There have absolutely been points along the way when I did not think I would ever return to work. I thought I might remain at home in some kind of invalid-ish way waiting for life to pass by.

Then I thought I’d change career paths altogether. My official back up plan has always been hairdresser. When my previous job sucked so hard, I told everyone that would listen that I was going to be a hairdresser. While I was off work I dreamed up a few other options: teacher of something, photographer, professional Ebayer, consultant of something or other. None of them really ever seriously looked like getting off the ground. Oh, and professional blogger…well, you be the judge of that as an idea!

Then the plan was the change over from hospital pharmacy to community pharmacy. It doesn’t seem like a big deal, and in terms of the scripts you would dispense maybe its not. But I last sold cold and flu tablets in 2010! I vaguely remember the details but I’d need some serious refreshing before that got off the ground.

Then I thought I’d do my usual job but in a diminished way, part time. Except there were no jobs. Literally no jobs for part time work; nearly all hospital jobs are full time. Then there was one, in Dandenong. Now I didn’t mind travelling to Prahran from Box Hill because the public transport connections were good, but Dandenong would just be a painful, disconnected way to go every day. Then there was two, in Footscray! Same problem. So I let that slide.

Then this. Box Hill, the suburb where I live, fed me the perfect-est job for me right now! 3 days a week, 7 minute walk from my bed, Grade 2 which I am, backfill to various positions rather than a permanent ward position which will help me in getting my knowledge and skills up to date!! Perfect!

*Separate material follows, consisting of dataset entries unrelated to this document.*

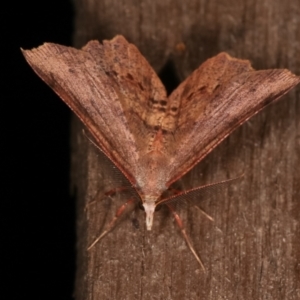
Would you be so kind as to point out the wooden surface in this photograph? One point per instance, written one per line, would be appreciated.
(252, 249)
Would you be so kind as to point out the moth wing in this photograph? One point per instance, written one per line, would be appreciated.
(214, 100)
(107, 86)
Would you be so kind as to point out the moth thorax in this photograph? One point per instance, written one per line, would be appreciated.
(149, 207)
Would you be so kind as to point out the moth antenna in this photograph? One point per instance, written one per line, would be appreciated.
(183, 194)
(112, 224)
(185, 236)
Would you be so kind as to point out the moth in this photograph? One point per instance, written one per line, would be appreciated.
(154, 139)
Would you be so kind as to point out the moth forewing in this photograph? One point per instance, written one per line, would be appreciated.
(117, 95)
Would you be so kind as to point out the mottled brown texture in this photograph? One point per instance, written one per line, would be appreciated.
(153, 139)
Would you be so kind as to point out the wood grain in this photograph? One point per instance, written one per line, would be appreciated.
(251, 251)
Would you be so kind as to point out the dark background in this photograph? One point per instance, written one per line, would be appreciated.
(37, 211)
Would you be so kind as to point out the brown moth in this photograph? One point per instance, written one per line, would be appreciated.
(154, 139)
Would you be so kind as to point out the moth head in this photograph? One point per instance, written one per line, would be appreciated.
(149, 207)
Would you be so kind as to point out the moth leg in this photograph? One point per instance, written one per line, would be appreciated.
(187, 239)
(112, 224)
(109, 193)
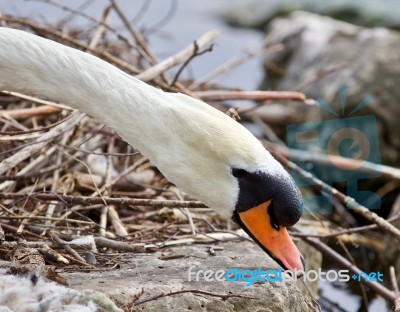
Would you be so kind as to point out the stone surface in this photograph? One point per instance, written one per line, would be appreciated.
(155, 276)
(322, 54)
(257, 13)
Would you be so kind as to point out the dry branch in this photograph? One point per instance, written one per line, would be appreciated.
(33, 147)
(178, 58)
(86, 200)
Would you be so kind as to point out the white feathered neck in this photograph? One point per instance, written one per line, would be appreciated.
(193, 144)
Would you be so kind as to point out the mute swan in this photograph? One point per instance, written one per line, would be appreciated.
(203, 151)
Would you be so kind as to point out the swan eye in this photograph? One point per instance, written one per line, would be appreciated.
(239, 173)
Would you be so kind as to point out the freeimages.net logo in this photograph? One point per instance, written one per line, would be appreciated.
(258, 275)
(332, 140)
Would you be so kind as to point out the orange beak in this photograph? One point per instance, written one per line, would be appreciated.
(276, 242)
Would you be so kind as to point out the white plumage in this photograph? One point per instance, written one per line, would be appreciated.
(203, 151)
(193, 144)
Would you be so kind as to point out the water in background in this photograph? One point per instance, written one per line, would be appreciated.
(170, 25)
(186, 21)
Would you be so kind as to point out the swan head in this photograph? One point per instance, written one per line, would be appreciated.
(219, 162)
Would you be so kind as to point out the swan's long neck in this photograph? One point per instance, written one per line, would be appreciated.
(186, 139)
(34, 65)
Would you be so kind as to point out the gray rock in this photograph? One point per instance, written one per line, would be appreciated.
(323, 54)
(258, 13)
(154, 276)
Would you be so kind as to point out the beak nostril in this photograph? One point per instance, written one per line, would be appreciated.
(303, 262)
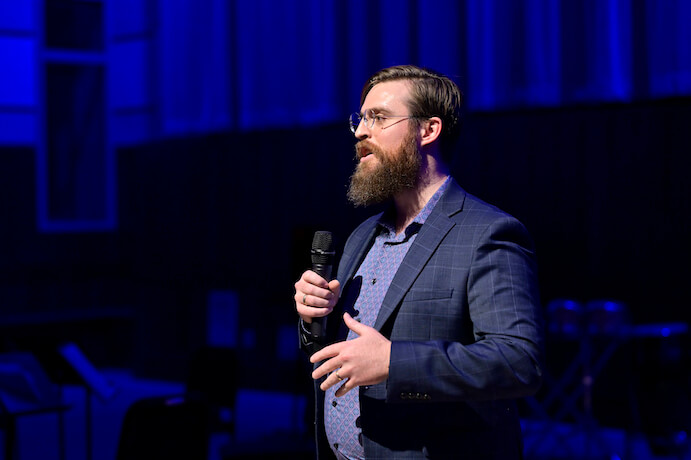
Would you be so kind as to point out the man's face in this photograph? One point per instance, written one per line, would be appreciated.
(388, 153)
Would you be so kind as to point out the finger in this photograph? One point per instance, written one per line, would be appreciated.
(326, 352)
(354, 325)
(312, 277)
(343, 389)
(335, 378)
(329, 368)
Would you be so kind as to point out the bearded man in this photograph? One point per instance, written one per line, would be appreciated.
(441, 328)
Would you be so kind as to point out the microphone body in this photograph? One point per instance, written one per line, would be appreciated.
(322, 264)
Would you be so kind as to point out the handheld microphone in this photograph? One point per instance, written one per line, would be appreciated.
(322, 264)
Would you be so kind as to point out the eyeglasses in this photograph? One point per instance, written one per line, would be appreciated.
(372, 118)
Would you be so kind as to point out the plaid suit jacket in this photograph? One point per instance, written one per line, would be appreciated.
(464, 319)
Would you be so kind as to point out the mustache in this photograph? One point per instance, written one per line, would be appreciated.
(364, 147)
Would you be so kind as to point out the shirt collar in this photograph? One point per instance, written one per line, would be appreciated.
(387, 222)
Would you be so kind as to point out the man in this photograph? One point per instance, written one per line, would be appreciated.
(441, 325)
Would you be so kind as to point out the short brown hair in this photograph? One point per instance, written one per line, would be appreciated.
(432, 95)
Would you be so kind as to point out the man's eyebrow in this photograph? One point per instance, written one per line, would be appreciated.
(378, 111)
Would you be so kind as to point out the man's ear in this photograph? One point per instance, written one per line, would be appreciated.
(430, 130)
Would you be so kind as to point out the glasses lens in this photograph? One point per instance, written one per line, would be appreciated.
(354, 121)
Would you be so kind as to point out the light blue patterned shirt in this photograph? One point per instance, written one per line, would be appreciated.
(341, 415)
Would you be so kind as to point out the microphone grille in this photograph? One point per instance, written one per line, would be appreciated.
(322, 247)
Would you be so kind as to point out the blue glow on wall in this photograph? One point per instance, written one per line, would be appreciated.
(192, 67)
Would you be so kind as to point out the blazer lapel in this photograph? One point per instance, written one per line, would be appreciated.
(433, 231)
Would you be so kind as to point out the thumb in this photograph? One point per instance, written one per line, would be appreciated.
(335, 287)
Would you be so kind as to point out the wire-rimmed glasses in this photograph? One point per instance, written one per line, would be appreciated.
(372, 118)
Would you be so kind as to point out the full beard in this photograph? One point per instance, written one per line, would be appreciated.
(395, 172)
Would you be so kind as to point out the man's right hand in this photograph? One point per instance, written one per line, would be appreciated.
(314, 296)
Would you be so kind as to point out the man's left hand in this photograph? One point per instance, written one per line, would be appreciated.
(361, 361)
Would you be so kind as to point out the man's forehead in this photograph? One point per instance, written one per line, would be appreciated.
(388, 96)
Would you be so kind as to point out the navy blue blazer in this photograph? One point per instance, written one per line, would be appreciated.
(463, 315)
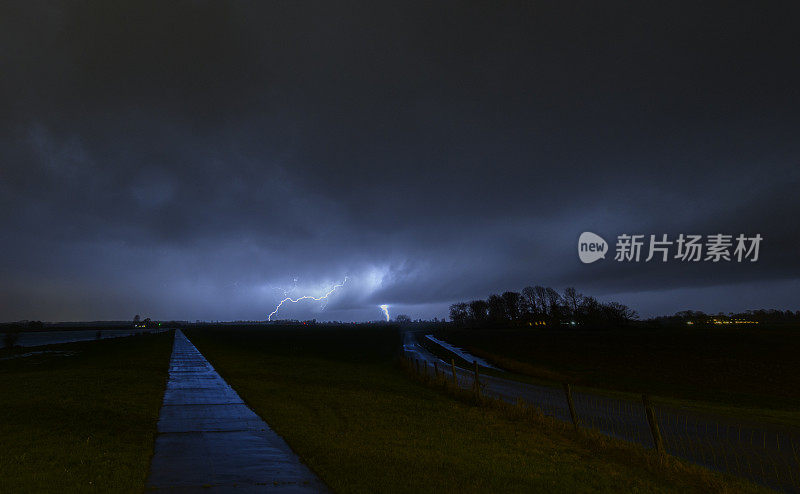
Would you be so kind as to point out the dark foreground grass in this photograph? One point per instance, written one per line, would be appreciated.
(84, 422)
(753, 370)
(346, 406)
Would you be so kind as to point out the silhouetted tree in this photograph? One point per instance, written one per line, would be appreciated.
(479, 311)
(513, 307)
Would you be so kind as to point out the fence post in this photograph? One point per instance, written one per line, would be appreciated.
(572, 413)
(651, 419)
(477, 380)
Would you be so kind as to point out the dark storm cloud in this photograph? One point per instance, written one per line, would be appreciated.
(186, 159)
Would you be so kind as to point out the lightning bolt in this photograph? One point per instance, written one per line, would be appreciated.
(305, 297)
(385, 309)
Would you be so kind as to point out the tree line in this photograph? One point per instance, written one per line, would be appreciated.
(538, 305)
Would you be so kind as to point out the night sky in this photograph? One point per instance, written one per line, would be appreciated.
(191, 160)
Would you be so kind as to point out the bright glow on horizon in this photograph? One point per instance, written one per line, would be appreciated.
(385, 309)
(307, 297)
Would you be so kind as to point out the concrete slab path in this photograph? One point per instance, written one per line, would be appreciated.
(210, 441)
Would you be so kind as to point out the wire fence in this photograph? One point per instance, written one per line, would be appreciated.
(764, 453)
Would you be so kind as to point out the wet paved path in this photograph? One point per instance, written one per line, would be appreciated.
(210, 441)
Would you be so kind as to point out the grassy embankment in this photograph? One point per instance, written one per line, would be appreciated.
(81, 422)
(340, 399)
(751, 373)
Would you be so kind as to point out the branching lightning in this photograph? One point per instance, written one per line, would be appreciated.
(305, 297)
(385, 309)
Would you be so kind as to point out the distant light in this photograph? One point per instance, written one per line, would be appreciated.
(385, 309)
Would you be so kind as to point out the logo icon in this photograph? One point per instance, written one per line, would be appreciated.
(591, 247)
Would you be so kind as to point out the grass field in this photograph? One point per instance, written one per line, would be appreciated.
(84, 421)
(755, 372)
(340, 399)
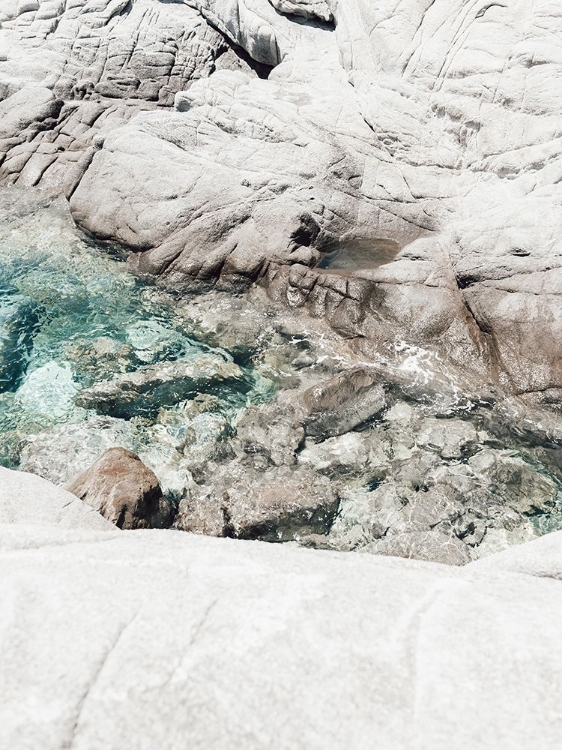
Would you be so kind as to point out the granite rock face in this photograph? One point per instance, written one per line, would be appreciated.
(32, 501)
(270, 645)
(385, 175)
(123, 490)
(300, 130)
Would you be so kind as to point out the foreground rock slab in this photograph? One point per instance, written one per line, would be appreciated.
(161, 639)
(123, 490)
(29, 499)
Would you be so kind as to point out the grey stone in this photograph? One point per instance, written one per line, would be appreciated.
(357, 646)
(29, 500)
(346, 401)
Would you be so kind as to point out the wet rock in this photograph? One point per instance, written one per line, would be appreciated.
(273, 431)
(123, 490)
(451, 438)
(149, 388)
(424, 545)
(19, 321)
(279, 505)
(355, 453)
(342, 403)
(47, 393)
(61, 453)
(524, 490)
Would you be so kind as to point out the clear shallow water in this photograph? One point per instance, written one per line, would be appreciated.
(71, 315)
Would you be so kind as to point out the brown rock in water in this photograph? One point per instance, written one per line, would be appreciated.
(123, 490)
(345, 401)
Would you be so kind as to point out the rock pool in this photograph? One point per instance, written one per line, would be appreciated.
(71, 317)
(249, 415)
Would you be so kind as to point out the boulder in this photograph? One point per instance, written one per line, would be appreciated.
(148, 389)
(123, 490)
(342, 403)
(276, 506)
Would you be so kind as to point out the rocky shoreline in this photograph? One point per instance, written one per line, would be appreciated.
(361, 238)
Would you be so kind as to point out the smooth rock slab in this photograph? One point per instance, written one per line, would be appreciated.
(160, 639)
(31, 500)
(19, 320)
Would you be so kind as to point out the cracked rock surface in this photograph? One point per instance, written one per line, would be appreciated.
(374, 189)
(161, 639)
(428, 124)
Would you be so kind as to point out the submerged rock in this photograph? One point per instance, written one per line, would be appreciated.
(123, 490)
(275, 506)
(342, 403)
(148, 389)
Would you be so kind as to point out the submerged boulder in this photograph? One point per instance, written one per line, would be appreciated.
(124, 491)
(342, 403)
(148, 389)
(276, 506)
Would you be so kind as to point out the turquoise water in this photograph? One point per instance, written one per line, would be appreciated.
(72, 315)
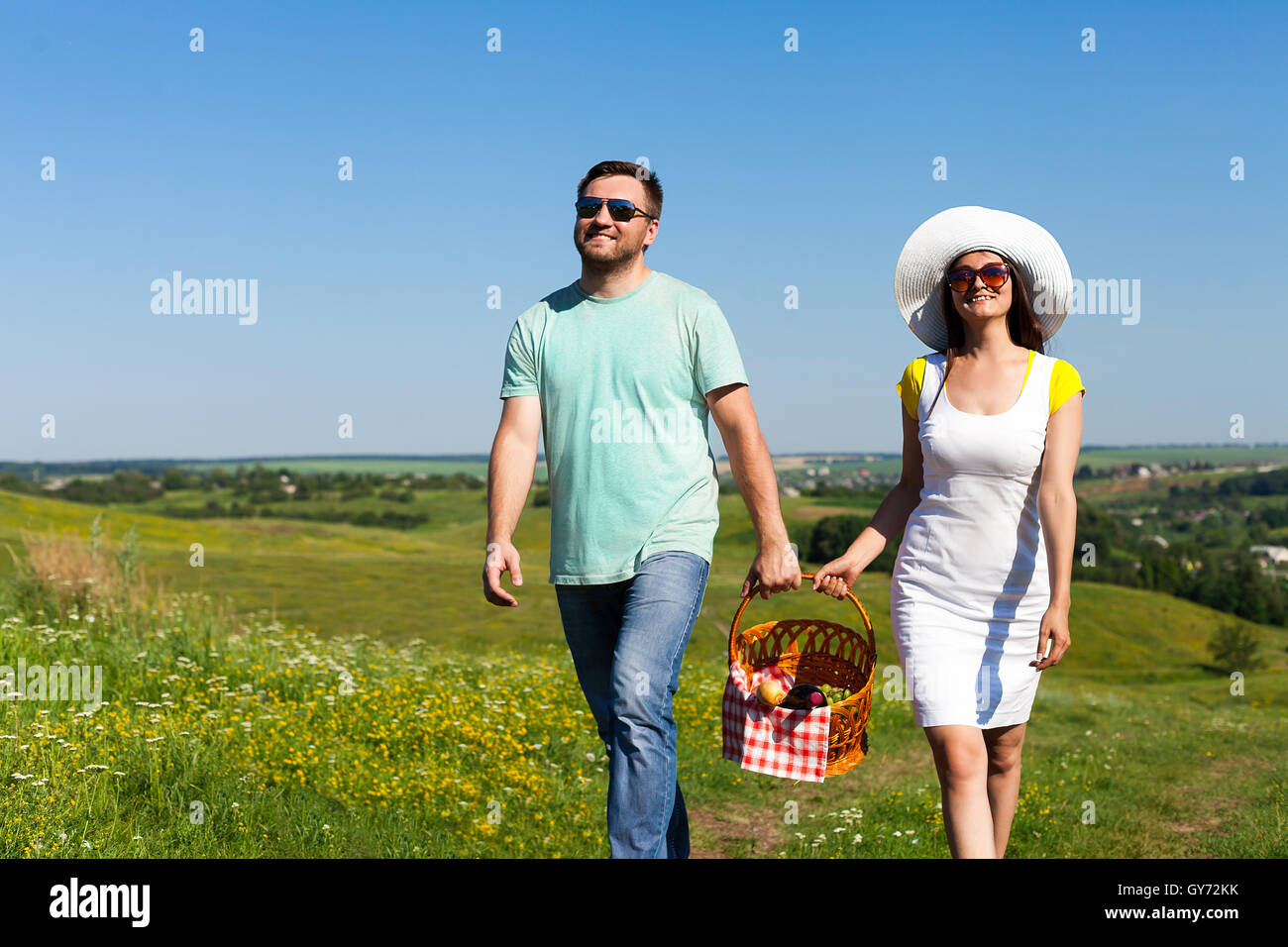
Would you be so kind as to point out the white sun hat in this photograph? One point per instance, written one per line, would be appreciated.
(918, 275)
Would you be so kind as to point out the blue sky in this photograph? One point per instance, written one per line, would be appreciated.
(806, 169)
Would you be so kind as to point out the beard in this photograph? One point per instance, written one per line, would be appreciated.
(617, 256)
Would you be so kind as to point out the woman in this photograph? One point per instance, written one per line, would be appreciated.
(979, 595)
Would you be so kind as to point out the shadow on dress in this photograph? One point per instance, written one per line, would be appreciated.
(988, 681)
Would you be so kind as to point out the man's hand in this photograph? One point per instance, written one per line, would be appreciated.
(501, 557)
(776, 569)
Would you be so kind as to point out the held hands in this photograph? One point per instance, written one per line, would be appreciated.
(501, 557)
(837, 578)
(776, 570)
(1055, 629)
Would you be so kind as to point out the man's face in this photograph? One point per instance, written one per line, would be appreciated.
(605, 243)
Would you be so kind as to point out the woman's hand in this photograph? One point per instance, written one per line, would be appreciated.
(1055, 628)
(837, 578)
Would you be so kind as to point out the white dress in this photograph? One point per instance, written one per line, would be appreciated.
(970, 582)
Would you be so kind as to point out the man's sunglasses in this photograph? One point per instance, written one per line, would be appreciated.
(993, 275)
(617, 209)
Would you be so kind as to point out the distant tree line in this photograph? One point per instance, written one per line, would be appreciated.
(1229, 579)
(253, 489)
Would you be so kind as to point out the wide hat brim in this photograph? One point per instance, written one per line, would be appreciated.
(918, 275)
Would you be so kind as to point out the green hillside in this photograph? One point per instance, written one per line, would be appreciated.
(1134, 722)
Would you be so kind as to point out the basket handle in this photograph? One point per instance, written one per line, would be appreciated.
(751, 594)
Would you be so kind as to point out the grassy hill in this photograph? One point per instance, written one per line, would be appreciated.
(1134, 725)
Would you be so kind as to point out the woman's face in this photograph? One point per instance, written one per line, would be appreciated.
(979, 302)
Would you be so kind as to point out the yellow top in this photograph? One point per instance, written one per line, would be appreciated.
(1065, 381)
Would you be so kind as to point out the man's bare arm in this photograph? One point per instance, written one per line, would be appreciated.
(509, 478)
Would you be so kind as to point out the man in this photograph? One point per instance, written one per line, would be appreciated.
(621, 368)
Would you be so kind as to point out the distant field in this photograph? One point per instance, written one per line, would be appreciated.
(1134, 722)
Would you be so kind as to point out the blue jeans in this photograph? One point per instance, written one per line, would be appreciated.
(627, 639)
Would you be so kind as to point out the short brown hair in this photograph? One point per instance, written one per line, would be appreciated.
(644, 175)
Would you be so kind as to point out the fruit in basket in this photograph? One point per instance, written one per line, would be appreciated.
(804, 697)
(771, 692)
(835, 694)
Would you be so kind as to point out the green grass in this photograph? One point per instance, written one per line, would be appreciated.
(1134, 720)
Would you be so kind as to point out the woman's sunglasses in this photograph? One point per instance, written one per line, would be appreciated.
(993, 275)
(617, 209)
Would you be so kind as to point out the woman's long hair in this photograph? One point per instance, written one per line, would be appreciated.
(1021, 325)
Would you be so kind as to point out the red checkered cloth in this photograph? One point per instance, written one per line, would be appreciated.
(791, 744)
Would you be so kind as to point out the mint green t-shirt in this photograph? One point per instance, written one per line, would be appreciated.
(622, 384)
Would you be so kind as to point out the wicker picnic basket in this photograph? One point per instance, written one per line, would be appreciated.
(818, 652)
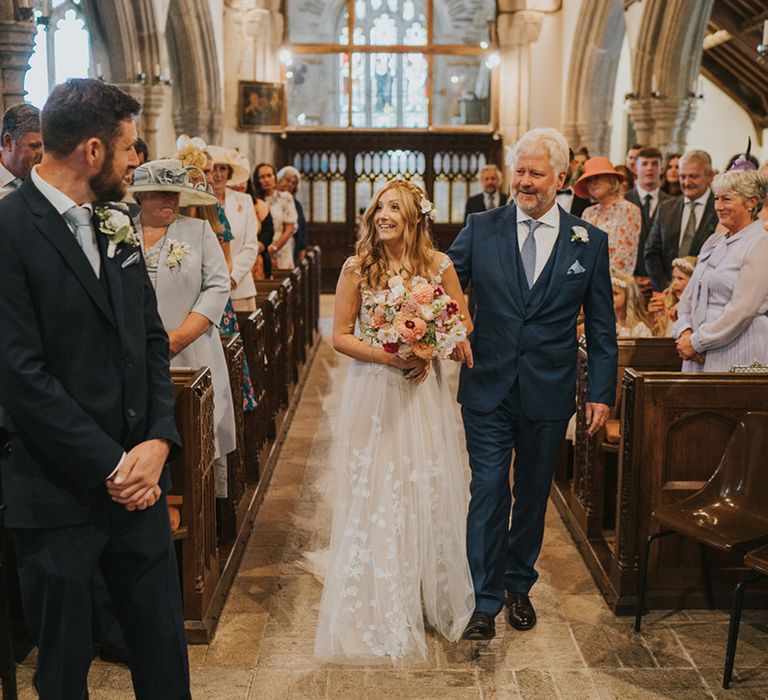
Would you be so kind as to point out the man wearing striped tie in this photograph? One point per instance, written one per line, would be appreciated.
(532, 266)
(22, 146)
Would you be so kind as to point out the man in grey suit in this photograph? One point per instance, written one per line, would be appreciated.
(682, 224)
(647, 195)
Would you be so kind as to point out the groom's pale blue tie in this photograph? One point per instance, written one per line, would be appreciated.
(528, 251)
(79, 218)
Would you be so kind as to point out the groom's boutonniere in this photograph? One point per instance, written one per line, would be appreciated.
(177, 251)
(113, 221)
(579, 235)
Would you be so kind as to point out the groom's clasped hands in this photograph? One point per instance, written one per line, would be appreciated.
(135, 484)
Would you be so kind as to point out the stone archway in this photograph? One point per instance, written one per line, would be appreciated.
(594, 62)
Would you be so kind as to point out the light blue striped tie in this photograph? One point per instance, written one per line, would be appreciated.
(528, 251)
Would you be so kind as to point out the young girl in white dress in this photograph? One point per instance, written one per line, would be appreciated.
(398, 540)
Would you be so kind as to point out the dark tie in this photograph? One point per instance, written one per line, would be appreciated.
(690, 232)
(528, 251)
(79, 218)
(647, 207)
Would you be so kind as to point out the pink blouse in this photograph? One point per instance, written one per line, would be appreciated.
(621, 221)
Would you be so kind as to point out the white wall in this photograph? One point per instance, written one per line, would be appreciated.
(721, 127)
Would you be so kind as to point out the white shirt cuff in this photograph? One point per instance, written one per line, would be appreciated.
(116, 468)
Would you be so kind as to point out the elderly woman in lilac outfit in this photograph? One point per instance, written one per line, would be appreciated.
(723, 313)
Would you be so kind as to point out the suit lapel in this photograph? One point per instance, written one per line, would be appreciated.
(52, 225)
(563, 257)
(506, 239)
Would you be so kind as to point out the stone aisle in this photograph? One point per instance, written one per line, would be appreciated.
(263, 647)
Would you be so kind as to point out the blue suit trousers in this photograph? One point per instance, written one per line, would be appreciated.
(501, 554)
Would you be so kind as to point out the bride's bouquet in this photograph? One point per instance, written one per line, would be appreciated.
(417, 318)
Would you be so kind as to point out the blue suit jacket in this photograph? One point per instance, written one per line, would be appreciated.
(535, 343)
(83, 366)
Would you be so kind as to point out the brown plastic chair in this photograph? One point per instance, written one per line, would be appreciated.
(757, 560)
(729, 513)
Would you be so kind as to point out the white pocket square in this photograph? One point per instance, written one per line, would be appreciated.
(132, 259)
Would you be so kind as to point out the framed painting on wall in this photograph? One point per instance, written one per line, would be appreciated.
(260, 106)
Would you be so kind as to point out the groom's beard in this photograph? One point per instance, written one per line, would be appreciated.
(106, 185)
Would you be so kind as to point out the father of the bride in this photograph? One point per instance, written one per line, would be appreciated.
(532, 267)
(87, 398)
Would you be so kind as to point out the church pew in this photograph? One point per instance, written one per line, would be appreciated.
(192, 478)
(232, 509)
(299, 343)
(592, 505)
(284, 333)
(259, 424)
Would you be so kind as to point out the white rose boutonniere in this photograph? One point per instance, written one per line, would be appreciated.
(114, 222)
(177, 251)
(579, 235)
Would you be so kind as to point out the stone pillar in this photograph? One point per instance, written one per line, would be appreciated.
(516, 30)
(16, 43)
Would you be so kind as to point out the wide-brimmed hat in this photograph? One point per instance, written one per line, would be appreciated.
(598, 165)
(240, 170)
(169, 175)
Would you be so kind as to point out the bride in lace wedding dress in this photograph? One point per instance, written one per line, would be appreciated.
(398, 539)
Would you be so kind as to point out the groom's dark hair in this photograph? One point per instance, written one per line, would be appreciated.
(84, 108)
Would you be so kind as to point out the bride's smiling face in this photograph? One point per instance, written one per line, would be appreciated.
(388, 218)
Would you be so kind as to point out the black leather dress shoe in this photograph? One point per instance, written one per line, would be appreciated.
(480, 628)
(520, 612)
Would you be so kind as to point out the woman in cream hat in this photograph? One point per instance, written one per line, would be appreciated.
(620, 219)
(189, 274)
(238, 207)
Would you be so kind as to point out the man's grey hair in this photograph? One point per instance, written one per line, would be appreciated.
(490, 167)
(19, 120)
(743, 183)
(697, 156)
(549, 141)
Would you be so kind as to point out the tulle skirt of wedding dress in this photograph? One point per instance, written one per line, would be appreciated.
(398, 539)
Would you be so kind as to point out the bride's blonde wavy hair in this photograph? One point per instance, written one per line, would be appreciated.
(372, 261)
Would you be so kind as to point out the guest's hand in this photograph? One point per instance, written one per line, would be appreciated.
(684, 345)
(174, 341)
(135, 483)
(463, 353)
(597, 414)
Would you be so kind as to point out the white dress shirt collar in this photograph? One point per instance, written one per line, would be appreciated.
(60, 201)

I don’t know if I’ll get it, of course. But I’m in the process. That’s pretty, really, quite a very lot exciting! I dug out my resume, found the last cover letter I wrote, got the position description and sat up in bed to survey the state of it all.

Updated my resume, still not sure what to do about that there big gap from October 2014 but oh well, fiddled around to re-phrase the cover letter, matched up the criteria as much as possible, confirmed the requirements, put it all into the required format and online job application engine, and clicked GO!

So here we are. My resume, cover letter and application are out there in the universe, wending there way to the friendly, very helpful deputy which I hope means they will be well received.

And I’m so stoked! We got here! Finally, finally, we got here! To where I’m interested, motivated, enthusiastic about the idea of employment. To where I’m jumping up and down inside about this revelation, this achievement, this goalpost reached! How long has it taken, but we got here!

We got here! Elation abounds, excitement rules, I”m so happy to have gotten here. The outcome almost doesn’t matter right now, I’m just stoked to be part of the process! And that makes me very happy!